Je colle ma joue contre la sienne. La quatrième photo est parfaite. Je l’observe avec un pincement au cœur, celui de ne pouvoir l’emporter dans l’autre monde. Je redonne le téléphone à Fantou.
— Voilà, quand je disparaîtrai, ça te fera un souvenir à regarder
Tandis qu’elle regarde les photos, j’utilise le sifflet pour faire revenir nos montures.
Au fil de l’altitude que nous gagnons, l’air se fait de plus en plus froid. Je regrette deux choses : le choix de mon décolleté ouvert au vent, et de ne pas avoir attendu que Fantou parcoure la quasi-intégrité du chemin avant de reprendre une pilule bleue. Comment aurais-je pu le deviner ?

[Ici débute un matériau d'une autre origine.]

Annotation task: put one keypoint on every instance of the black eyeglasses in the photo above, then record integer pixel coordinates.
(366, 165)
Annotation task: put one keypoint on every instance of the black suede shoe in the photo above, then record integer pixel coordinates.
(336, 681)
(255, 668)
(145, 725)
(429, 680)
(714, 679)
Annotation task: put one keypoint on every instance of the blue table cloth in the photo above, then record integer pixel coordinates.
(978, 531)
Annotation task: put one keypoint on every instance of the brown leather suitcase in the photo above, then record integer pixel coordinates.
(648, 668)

La monture est un animal au sang froid qui ne me réchauffe en rien, le cuir de la selle est désagréable sur mes cuisses nues, au point que je préfère ne pas m’arrêter à midi. Je veux gagner du temps.
Le soir tombe, je suis affamée, le ventre grognant, les membres glacés. Fantou, qui manque davantage de sommeil, s’endort et manque de tomber.
— Oh Fantou ! Arrête-toi.
Mon amie imaginaire met sa monture au pas. Je me place à sa hauteur, puis lui emprunte mon téléphone.

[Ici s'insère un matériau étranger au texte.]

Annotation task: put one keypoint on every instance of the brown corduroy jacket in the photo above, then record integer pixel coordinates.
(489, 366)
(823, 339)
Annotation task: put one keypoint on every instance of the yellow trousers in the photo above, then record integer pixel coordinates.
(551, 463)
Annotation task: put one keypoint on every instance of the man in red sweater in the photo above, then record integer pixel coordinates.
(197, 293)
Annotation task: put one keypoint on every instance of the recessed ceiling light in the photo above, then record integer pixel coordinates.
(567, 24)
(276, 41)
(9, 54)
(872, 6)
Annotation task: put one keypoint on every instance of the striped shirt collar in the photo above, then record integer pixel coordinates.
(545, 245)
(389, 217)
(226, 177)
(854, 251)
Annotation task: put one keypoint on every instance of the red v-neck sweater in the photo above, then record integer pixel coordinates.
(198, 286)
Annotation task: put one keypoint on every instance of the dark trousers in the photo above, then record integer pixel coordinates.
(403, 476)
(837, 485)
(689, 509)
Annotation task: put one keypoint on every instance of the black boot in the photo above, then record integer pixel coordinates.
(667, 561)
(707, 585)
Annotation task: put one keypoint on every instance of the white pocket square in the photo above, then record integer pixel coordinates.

— Il nous reste deux heures à chevaucher. Préfères-tu que nous dormions et que nous finissions au matin ?
— Je suis fatiguée. C’est long, deux heures.
— Arrêtons-nous ici, nous nous mettrons près du rocher pour nous abriter du vent.
Fantou glisse de sa selle, sans grimacer, comme si les cailloux qu’heurtaient ses pieds étaient en moquette. Elle desselle les deux véloces qui se précipitent pour chasser, eux aussi affamés. Je regarde les quelques fruits secs qui restent. Lorsque Fantou s’est goinfrée ce matin, elle n’a pas plus songé que moi que notre périple durerait encore tant d’heures. Nous mangeons le peu qui reste, puis elle déroule son sac.
— Viens dans le mien, lui dis-je. Il fait trop froid pour dormir seule.
— Merci Maîtresse.
Elle se trompe, ce n’est pas un égard pour elle, mais mon propre désir de chaleur que je comble. Je me couche alors qu’elle enlève ses guenilles.
— Que fais-tu ? Tu vas prendre froid ?
— Je ne veux pas salir votre robe.
Je regarde ses pieds plus sales que sa tenue, sans lui faire remarquer. Elle se faufile malgré l’étroitesse du sac. Fantou sent la terre et la sueur, elle mériterait une bonne douche.
— Vous sentez bon, me dit-elle.
Je ferme les yeux en détournant le nez vers le ciel pour échapper à son parfum de vase. Sa tête se pose sur ma poitrine et me réchauffe. C’est l’essentiel. Vivement que l’effet de la pilule s’estompe.